Future work: Further trials should examine early tranexamic acid treatment in mild head injury. Research on alternative routes of administration is needed.
Limitations: Time to treatment may have been underestimated.
Trial registration: Current Controlled Trials ISRCTN15088122, ClinicalTrials.gov NCT01402882, EudraCT 2011-003669-14, Pan African Clinical Trial Registry PACTR20121000441277.
Funding: The project was funded by the National Institute for Health Research (NIHR) Health Technology Assessment programme and will be published in full in Health Technology Assessment; Vol. 25, No. 26. See the NIHR Journals Library website for further project information. In addition, funding was provided by JP Moulton Charitable Trust, Joint Global Health Trials (Medical Research Council, Department for International Development and the Wellcome Trust). This project was funded by the NIHR Global Health Trials programme.
Keywords: ANTIFIBRINOLYTIC AGENTS; BLOOD PRESSURE; BRAIN INJURIES; COMPUTED; COST–BENEFIT ANALYSIS; CRANIOCEREBRAL TRAUMA; GLASGOW COMA; GLOBAL HEALTH; HEMORRHAGE; INTENSIVE CARE UNITS; INTENTION-TO-TREAT ANALYSIS; INTRACRANIAL HEMORRHAGES; NEUROSURGERY; QUALITY-ADJUSTED LIFE-YEARS; STROKE; TIME TO TREATMENT; TOMOGRAPHY; TRANEXAMIC ACID; TRAUMATIC.

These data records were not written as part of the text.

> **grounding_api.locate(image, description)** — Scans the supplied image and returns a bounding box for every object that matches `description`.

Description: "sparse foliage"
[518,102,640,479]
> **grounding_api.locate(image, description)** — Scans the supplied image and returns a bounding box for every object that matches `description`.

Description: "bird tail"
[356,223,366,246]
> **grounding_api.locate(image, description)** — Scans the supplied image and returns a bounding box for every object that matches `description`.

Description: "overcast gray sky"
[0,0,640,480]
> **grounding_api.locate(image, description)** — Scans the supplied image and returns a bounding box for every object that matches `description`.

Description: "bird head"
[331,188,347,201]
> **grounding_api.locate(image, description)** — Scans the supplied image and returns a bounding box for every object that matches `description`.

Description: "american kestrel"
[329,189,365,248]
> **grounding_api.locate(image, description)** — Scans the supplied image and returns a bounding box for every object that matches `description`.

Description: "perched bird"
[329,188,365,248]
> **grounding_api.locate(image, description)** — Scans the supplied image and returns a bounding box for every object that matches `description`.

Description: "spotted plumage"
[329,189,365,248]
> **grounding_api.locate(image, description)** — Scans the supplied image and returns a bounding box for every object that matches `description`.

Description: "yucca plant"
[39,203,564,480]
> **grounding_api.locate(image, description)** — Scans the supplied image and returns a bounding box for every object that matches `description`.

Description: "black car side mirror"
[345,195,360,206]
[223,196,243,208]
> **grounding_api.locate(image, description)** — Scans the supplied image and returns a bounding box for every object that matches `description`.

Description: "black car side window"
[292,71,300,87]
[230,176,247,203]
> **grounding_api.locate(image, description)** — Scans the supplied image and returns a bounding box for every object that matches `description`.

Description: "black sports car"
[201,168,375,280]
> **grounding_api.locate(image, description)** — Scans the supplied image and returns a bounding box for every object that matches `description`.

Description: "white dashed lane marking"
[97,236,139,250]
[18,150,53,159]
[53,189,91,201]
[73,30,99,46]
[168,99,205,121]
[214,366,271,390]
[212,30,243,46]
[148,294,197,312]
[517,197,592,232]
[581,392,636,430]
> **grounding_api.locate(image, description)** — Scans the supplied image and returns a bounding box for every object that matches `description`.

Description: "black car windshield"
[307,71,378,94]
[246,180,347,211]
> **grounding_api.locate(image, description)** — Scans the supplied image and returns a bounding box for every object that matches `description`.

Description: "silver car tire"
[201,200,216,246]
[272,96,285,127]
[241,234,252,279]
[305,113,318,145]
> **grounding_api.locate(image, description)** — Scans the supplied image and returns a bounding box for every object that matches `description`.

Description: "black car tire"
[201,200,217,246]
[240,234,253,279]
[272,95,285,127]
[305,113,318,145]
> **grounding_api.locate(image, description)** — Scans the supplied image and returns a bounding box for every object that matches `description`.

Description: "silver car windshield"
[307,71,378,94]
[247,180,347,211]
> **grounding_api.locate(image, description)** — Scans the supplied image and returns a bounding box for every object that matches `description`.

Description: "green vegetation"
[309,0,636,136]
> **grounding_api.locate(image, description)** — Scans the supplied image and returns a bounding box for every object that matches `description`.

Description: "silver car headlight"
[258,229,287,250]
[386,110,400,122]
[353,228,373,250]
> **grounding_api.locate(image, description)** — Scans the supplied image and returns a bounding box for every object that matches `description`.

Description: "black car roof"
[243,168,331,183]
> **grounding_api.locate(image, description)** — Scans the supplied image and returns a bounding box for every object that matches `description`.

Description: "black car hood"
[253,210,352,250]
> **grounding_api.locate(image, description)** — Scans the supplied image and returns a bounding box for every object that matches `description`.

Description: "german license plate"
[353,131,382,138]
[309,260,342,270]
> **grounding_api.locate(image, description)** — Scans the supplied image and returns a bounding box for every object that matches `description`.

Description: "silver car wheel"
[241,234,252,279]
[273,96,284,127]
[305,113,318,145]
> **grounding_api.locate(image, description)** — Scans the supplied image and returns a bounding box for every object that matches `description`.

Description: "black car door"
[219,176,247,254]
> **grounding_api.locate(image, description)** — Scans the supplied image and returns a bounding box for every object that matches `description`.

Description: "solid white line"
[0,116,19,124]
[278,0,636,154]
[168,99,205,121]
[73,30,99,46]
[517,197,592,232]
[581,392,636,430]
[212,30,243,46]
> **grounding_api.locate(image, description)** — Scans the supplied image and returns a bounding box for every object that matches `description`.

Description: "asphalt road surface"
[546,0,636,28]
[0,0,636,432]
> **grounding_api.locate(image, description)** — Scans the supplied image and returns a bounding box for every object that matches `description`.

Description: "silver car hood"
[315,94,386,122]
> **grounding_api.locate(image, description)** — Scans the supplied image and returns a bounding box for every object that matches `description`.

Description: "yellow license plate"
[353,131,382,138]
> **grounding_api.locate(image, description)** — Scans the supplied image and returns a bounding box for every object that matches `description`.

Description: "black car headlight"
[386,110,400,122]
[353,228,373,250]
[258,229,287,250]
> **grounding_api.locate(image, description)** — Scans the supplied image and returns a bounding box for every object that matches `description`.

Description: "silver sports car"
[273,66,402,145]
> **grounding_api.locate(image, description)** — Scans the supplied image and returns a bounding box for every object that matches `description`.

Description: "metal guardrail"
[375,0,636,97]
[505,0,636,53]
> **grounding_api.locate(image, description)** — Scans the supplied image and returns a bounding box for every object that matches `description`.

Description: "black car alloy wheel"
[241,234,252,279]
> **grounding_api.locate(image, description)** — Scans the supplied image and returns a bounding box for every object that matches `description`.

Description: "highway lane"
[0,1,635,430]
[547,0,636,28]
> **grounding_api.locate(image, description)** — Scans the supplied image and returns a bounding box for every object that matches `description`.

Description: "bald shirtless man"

Traumatic brain injury is a leading cause of death and disability worldwide, with over 60 million new cases each year. When the head is injured there is often bleeding inside the brain, which can continue for some time and worsen after hospital admission. This bleeding increases pressure inside the skull, causing further damage to the brain, which can be fatal or result in serious disability. Tranexamic acid is a cheap drug that reduces bleeding in other conditions. A large trial of accident victims (other than those with head injury) found that it reduced the chances of bleeding to death. We wanted to find out if tranexamic acid would also reduce deaths among patients with head injuries. We studied just under 13,000 patients with traumatic brain injury who did not have other major injuries to their bodies from 175 hospitals across 29 countries. Patients were assigned at random to receive either tranexamic acid or a dummy medicine called a placebo. Neither the clinical team nor the patient knew which medicine the patient received. All patients received the usual treatments given to head-injured patients. Outcomes from 9127 participants were analysed. Among patients treated early, within 3 hours, the rate of head injury death was 18.5% (855/4613) in the tranexamic acid group and 19.8% (892/4514) in the placebo group. We found no evidence of an effect of tranexamic acid overall. However, in patients with mild or moderate traumatic brain injury, there was a 20% reduction in deaths. There were no side effects and no increase in disability in survivors when the drug was used. The economic analysis shows that tranexamic acid represents value for money for patients with mild or moderate traumatic brain injury.